Good work buddy! How were the squats?


----------



## Ryan16 (Feb 8, 2010)

thanks man! squats were good, was weird tho when i put the bar in a certain position towards the top of my traps/neck it was heavier, and when i put it lower right at the bottom of my traps across my shoulders it felt lighter and comfier, when it used to be the oposite way about :lol:


----------



## 1Tonne (Jun 6, 2010)

Eggs!! 10p per eggs. Good fat and pro content. Would be nice and cheap if you want to change that second meal about!

I eat 8 a day at the mo and others lots more and is my favourite meal of the day.

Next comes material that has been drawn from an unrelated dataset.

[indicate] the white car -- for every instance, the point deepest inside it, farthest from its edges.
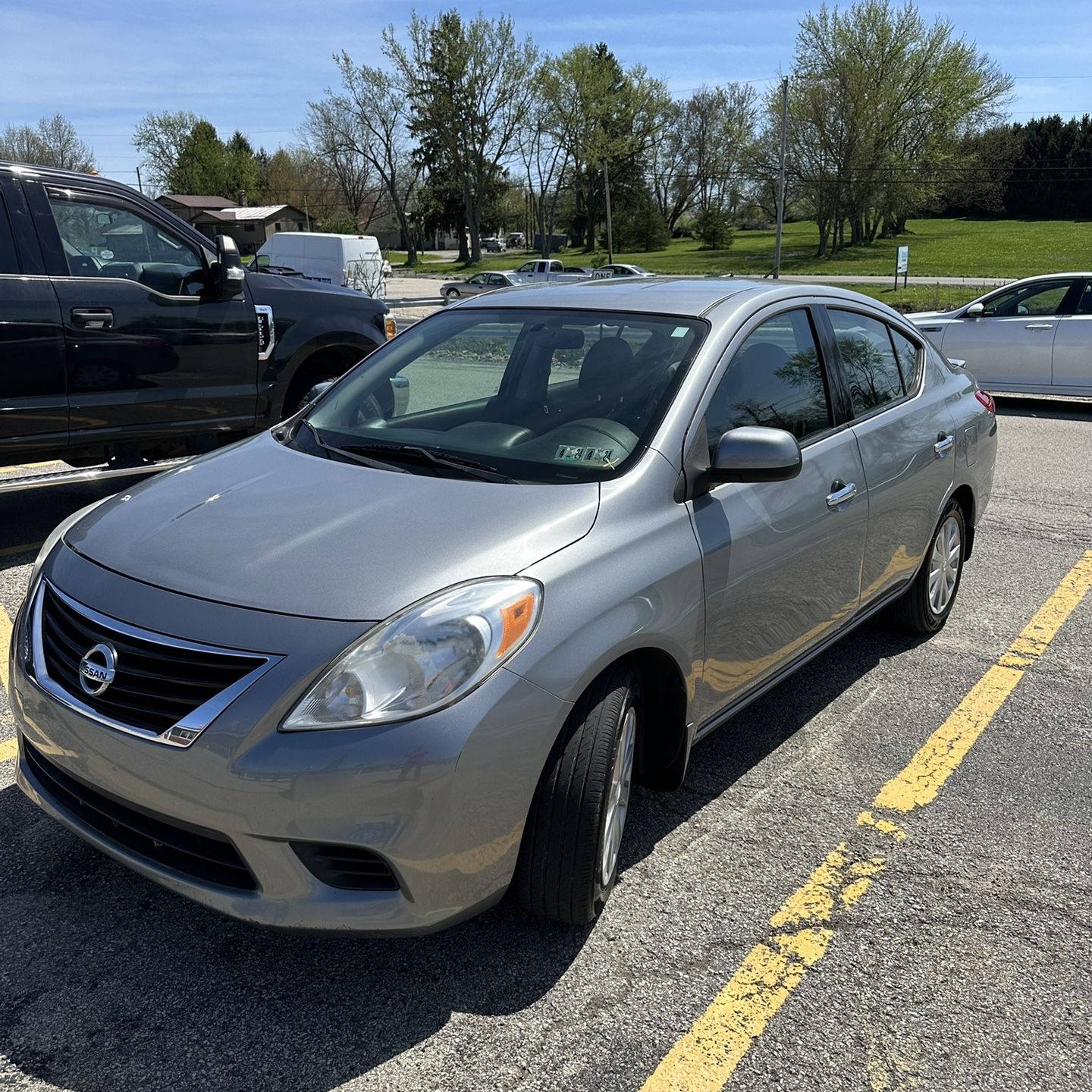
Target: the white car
(620, 270)
(354, 261)
(1032, 337)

Lifting seems to be gettin strAight back its best, Congrats on that.


----------



## Ryan16 (Feb 8, 2010)

dont really like eggs alot, now and then is ok but i couldnt everyday! lol too sickening for me haha

thanks man !


----------



## 1Tonne (Jun 6, 2010)

Ryan16 said:


> dont really like eggs alot, now and then is ok but i couldnt everyday! lol too sickening for me haha
> 
> thanks man !


REAL MEN eat eggs  jokes.


----------



## supermancss (Dec 2, 2008)

eggs are alright but my scrambled eggs are ****in borrrrrring, need to have them with ketchup or i cant eat it..always make em too dry too!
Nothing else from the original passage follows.